Chuck Schuldiner Project

Saturday, May 28, 2011

Versus the Collective

     Versus the Collective is somewhat frustrating to review, there's no convenient "benchmark" to compare them with, and reviewing a band without any benchmark for comparison usually ends with a list of esoteric adjectives (e.g. "the music sounds cement, the music sounds purple, the music sounds dangly"). So please bear with me through this.

     The most practical way I can describe Versus the Collective is by saying that they are effectively the lump sum of taking a so-so prog-core band, removing half of the the annoying, overused -core song elements (perhaps gang singing, pig squeals, sweep picking), replacing them with honest prog metal licks, and improving the other half of the "annoying, overused -core elements" (breakdowns, chugging, and alternating clean / heavy vocals or growls / shrieks) to a level where they are actually effective and enjoyable to listen to.
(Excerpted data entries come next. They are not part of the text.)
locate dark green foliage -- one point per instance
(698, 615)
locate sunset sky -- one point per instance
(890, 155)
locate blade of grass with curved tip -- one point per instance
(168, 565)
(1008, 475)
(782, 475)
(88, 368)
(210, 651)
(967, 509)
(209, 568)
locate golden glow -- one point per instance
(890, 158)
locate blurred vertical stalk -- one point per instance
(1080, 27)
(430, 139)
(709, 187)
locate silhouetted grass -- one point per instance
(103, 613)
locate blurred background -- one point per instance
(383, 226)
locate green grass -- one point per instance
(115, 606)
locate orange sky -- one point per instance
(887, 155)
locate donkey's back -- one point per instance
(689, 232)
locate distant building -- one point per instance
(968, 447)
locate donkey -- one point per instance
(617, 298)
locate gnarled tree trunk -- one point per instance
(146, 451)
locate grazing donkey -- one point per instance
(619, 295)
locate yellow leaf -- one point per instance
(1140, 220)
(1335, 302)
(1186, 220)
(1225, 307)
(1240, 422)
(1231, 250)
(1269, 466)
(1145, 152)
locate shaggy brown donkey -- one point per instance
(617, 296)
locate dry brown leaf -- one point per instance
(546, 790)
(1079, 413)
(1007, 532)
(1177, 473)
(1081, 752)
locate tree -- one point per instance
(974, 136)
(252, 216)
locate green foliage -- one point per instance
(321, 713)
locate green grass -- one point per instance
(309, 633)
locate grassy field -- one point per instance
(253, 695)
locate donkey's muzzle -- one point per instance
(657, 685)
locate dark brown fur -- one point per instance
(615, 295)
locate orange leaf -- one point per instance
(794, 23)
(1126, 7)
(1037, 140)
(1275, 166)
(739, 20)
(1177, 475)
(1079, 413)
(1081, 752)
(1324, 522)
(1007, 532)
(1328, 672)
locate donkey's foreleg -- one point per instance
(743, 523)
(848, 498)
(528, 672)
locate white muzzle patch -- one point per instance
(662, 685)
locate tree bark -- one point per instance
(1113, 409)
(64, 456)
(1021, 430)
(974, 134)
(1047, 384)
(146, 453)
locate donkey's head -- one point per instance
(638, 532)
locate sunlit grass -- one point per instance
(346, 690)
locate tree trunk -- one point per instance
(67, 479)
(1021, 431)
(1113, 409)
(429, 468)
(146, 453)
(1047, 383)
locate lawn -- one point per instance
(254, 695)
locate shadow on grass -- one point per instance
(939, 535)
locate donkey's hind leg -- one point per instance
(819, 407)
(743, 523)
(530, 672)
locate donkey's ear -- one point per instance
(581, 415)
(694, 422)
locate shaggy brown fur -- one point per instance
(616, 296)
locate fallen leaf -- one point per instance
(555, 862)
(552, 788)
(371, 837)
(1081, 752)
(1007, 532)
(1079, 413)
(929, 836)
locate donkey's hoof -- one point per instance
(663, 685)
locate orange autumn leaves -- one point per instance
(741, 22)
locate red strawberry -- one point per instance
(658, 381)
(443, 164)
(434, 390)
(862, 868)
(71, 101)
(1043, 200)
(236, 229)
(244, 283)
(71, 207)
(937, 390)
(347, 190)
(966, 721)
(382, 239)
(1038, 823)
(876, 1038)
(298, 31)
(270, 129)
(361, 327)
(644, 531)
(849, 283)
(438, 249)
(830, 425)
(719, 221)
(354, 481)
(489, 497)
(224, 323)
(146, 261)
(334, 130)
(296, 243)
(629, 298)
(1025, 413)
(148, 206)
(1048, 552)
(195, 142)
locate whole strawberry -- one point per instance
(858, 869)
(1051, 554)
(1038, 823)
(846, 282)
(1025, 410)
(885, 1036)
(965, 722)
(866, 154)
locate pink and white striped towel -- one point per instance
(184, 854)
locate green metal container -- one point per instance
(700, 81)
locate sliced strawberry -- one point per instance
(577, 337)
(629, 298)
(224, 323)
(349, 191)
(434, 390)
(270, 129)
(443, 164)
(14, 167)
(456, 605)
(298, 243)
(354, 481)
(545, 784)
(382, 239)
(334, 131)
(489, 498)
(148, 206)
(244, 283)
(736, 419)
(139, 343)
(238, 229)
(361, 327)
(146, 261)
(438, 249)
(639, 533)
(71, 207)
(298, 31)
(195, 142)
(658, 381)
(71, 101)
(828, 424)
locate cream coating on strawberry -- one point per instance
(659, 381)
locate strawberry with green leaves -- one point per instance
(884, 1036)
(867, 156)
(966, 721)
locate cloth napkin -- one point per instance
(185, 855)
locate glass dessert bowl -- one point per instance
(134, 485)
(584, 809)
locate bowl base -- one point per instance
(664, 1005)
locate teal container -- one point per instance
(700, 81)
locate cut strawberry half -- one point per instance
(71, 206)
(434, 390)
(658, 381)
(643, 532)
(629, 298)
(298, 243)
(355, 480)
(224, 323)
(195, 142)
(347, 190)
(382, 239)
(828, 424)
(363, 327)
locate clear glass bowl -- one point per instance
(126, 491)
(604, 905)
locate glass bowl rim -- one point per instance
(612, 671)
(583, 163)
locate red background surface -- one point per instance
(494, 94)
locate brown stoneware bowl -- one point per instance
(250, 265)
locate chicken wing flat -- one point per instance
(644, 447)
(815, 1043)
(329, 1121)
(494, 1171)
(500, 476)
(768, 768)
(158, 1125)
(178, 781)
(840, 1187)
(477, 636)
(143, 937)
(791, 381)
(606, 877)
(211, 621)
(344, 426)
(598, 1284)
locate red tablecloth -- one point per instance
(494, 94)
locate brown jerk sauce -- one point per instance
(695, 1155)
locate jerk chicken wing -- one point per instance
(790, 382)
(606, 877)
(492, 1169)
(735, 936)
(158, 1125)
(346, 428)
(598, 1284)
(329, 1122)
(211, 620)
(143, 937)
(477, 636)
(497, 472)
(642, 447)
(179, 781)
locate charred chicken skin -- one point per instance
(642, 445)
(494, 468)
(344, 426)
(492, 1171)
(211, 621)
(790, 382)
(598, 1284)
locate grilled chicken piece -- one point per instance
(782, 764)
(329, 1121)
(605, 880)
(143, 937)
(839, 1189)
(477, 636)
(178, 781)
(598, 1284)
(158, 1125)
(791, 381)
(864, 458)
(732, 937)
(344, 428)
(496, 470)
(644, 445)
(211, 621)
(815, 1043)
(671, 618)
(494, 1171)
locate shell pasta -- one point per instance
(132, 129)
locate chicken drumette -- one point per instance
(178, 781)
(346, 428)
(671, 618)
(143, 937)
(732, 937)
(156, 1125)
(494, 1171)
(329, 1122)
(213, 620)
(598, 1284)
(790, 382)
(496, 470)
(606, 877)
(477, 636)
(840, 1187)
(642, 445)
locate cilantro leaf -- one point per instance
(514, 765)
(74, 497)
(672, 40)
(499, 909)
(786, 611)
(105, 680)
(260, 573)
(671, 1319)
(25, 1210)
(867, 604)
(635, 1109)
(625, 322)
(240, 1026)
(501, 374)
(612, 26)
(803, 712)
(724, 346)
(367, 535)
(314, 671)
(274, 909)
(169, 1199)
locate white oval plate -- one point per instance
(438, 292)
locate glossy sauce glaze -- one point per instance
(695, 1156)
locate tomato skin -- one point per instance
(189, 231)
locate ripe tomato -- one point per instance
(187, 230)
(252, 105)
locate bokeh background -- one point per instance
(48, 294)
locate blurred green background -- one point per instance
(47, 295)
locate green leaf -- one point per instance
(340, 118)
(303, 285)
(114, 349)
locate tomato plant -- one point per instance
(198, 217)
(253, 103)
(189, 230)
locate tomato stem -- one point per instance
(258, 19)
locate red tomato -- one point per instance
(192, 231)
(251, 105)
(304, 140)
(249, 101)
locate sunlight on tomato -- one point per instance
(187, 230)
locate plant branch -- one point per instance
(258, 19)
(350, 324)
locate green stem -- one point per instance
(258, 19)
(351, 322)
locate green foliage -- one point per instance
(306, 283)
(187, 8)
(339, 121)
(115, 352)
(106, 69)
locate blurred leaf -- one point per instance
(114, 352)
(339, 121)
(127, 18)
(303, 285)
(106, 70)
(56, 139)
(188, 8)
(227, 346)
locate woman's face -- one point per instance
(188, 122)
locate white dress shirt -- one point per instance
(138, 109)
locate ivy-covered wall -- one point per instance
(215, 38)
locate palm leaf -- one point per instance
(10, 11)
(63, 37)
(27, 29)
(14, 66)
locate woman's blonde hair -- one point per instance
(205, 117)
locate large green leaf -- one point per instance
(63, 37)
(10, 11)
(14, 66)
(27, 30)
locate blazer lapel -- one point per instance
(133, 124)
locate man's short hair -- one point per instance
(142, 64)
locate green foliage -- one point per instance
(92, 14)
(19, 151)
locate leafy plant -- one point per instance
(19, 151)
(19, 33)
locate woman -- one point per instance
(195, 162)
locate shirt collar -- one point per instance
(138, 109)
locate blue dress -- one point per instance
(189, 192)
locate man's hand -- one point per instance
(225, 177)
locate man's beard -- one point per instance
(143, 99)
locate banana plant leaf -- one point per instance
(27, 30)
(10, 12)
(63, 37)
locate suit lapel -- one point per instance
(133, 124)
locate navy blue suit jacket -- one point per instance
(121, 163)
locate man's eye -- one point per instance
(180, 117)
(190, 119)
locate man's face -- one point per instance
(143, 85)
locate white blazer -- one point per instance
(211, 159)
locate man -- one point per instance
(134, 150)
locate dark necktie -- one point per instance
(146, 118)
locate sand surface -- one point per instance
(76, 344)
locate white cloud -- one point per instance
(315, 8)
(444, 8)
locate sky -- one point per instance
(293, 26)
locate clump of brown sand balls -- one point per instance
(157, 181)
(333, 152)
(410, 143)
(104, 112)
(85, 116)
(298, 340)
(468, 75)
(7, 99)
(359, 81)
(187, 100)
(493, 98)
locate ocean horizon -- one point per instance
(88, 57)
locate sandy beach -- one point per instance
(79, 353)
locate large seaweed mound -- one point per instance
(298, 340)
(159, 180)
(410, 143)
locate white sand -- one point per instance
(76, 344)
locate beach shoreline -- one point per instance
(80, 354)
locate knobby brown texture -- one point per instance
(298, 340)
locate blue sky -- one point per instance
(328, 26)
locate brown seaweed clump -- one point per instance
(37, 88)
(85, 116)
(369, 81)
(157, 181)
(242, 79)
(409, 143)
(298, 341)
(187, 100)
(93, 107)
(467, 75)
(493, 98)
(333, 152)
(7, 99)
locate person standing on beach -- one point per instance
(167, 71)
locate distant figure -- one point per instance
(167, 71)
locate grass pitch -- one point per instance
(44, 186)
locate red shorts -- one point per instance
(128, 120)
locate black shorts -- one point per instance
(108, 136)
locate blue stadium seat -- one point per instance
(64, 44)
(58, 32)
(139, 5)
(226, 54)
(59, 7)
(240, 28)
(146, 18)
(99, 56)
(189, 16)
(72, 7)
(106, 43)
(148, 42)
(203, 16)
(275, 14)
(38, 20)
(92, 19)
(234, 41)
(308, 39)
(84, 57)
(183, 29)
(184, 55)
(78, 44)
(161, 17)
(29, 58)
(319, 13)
Then you take this, and you dress it up with a punchy guitar and bass tone, and a distinctly "prog" timbre. I guess in a lot of ways the prog side of the sound is reminiscent of Necrophagist and the metalcore part of the sound seems to be derived more from The Dillinger Escape plan.

     Expatiating on the latter half of these song elements, Versus the Collective's effective use of the elements has to do with their limited use of them. Rather than just tossing in a "breakdown" for the sake of making the song heavy, Versus the Collective apparently looked over their songs, and adds them in where the song actually needs a change of pace, not where the song needs heaviness. The "chugging" equates more to slower, more punctual riffs, then to picking one open note over and over. Clean / heavy wise, Versus the Collective just has a good vocalist.
 
     So now that I've attempted to negate any negative connotations associated with the "prog-core" label, I can focus on what is, IMO, the high point on the album, the vocals. This vocalist is easily one of the better vocalists I've heard; he can go most of the way up into the "shrieking" range without tearing up your eardrums; he can deliver powerful lower growls with ease; and, he can cover most anything in between with "grace" as it applies to growls and screams. On the clean vocals he sounds a good deal like Scar Symmetry's vocalist, he has this emotional, ultra clean tone thats audibly pleasing on its own, not because of contrast to the rest of the song or the difficulty of going from screaming to clean vocals. Drums wise, the most notable aspect of Versus the Collective is less "complexity" than velocity and timing. At moments, the drums hit so fast, and with such timing that they sort of blend into the rest of the song.

     So in case I under-hyped this band in the above paragraphs, I'll be a little more blunt (and a lot less scientific); Versus the Collective is really damn good.